We made a quick stop in Gettysburg today – really just an overnight stop – but enough time to spend a while on my favorite place on the battlefield, which is East Cemetery Hill. I always wonder what it looked like here before Wainwright Avenue was rebuilt in the early 1900’s. I got a heads up from one of my favorite online Gettysburg blogs, Gettysburg Daily, that some work to the retaining wall had cleared the old roadbed of Brickyard Lane out. Of course when I was here in late June I was (as usual) on East Cemetery Hill but never bothered to walk down to the monument on that trip. You have to look at the photos from Gettysburg Daily here to see how it looked in late June. Even now it is really starting to get overgrown once more. I didn’t bother to include the one with the really high whatever it was kind of plant right in front of the monument.

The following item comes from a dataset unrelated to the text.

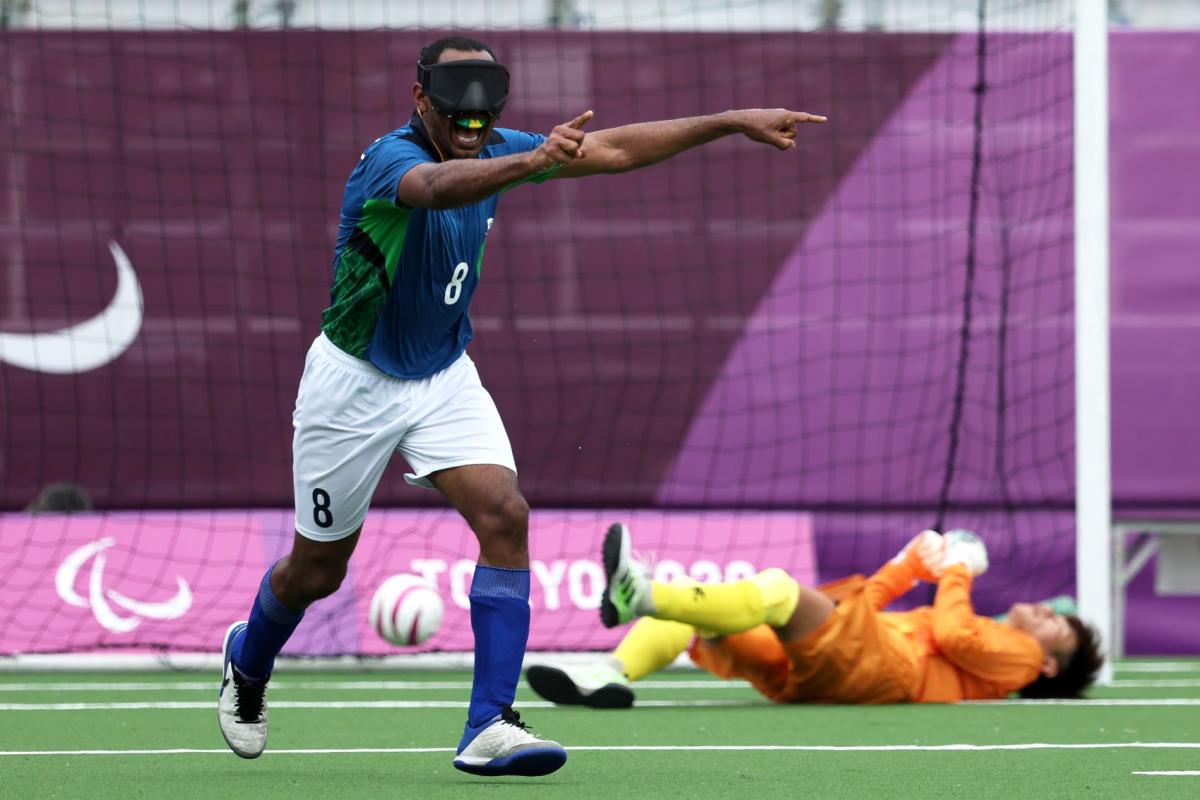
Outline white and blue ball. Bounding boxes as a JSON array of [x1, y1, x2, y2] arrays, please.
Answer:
[[369, 574, 444, 647]]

I took the opportunity to get down there to take another couple of photographs of the monument from the lower perspective in yet another attempt to line it up with a copy of a photo I was sent of the dedication ceremony in 1889. I’m curious to see if the positioning works better from the position of the old lane versus trying to do it from the modern road. Each time I look at it I wonder if the monument was moved at all during the construction of the modern road. I suppose not but who knows?
The old photo is also interesting because of the presence of a large wood structure slightly to the north of the monument at the top of the hill. Although I’ve tried to get some sort of conclusive proof without much luck I assume it is an 1889 version of the current (and ugly) reservoir. From what I’ve read there has been some sort of water supply structure at this location for over 150 or more years, so maybe that is what it is.
Anyway…a short overnight stay in Gettysburg still allows time to ponder some things that, even though you may have seen them time and time again, still gives pause and raises more questions. Questions like why is the 17th CVI monument here instead of further down the line where they almost undoubtedly were moved to prior to the start of fighting late on July 2, 1863!